Powodem dla wytaczania masowych pozwów użytkownikom sieciBitTorrent nie jest więc dążenie do wymierzenia sprawiedliwości piratom, a raczej uzyskanie informacji o użytkownikach sieci p2p. Następnie oskarżająca firma wysuwa propozycję ugody pod warunkiem zapłacenia jej od 1 500 do 3 000 dolarów. Często, w obawie o koszty sprawy sądowej i skutki ewentualnej porażki, oskarżone osoby zgadzają się na takie warunki.
TorrentFreak.com informuje, że przez lata sądy odrzuciły tysiące takich spraw, ale jak podaje serwis, ciągle zagrożonych jest około 145 000 użytkowników BitTorrent. Wielu z nich zostało oskarżonych m.in. w związku z pobraniem filmu Hurt Locker. W pułapce wojny. W tej sprawnie namierzono 24 582 użytkowników sieci p2p.
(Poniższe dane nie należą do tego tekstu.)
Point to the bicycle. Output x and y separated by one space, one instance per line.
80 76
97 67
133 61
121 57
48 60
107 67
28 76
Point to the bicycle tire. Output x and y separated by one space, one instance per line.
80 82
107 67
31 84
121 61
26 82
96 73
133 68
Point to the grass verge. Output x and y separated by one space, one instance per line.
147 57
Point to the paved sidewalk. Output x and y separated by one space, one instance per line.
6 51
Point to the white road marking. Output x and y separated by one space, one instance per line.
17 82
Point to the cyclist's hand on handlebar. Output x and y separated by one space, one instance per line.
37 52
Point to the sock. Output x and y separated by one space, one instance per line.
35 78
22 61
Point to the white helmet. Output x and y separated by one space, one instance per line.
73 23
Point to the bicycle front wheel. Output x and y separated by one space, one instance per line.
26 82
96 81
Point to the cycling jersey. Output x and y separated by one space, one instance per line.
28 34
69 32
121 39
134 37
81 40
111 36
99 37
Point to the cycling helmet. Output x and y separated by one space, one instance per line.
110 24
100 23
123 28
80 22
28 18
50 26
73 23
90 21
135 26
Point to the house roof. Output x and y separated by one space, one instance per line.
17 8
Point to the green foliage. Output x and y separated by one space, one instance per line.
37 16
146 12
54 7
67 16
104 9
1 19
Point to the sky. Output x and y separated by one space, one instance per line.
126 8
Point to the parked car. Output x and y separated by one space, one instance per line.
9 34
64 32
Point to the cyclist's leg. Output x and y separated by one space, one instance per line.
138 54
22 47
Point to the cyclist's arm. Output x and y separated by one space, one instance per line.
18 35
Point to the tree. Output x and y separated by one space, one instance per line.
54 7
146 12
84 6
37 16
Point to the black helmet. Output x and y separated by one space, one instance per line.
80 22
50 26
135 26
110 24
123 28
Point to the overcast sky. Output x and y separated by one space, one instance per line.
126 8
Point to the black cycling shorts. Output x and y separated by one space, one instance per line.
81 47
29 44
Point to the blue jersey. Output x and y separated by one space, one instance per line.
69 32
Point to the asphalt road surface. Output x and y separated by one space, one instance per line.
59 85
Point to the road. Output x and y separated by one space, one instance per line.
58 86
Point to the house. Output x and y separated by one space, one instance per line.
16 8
Pomimo wielkiej liczby oskarżonych, żadna ze spraw faktycznie nie trafiła pod rozwagę sądu. Innymi słowy, dowody, którymi strona oskarżająca podobno dysponowała nie zostały zbadane i nie ma nawet pewności, czy w ogóle jakiekolwiek istniały - podaje TorrentFreak.com.
Dla trolli praw autorskich nie ma to jednak znaczenia, bo jeśli przynajmniej połowa oskarżonych zapłaciła 2 500 dolarów w ramach ugody, to na ich koncie pojawiło się ćwierć miliarda dolarów przychodu.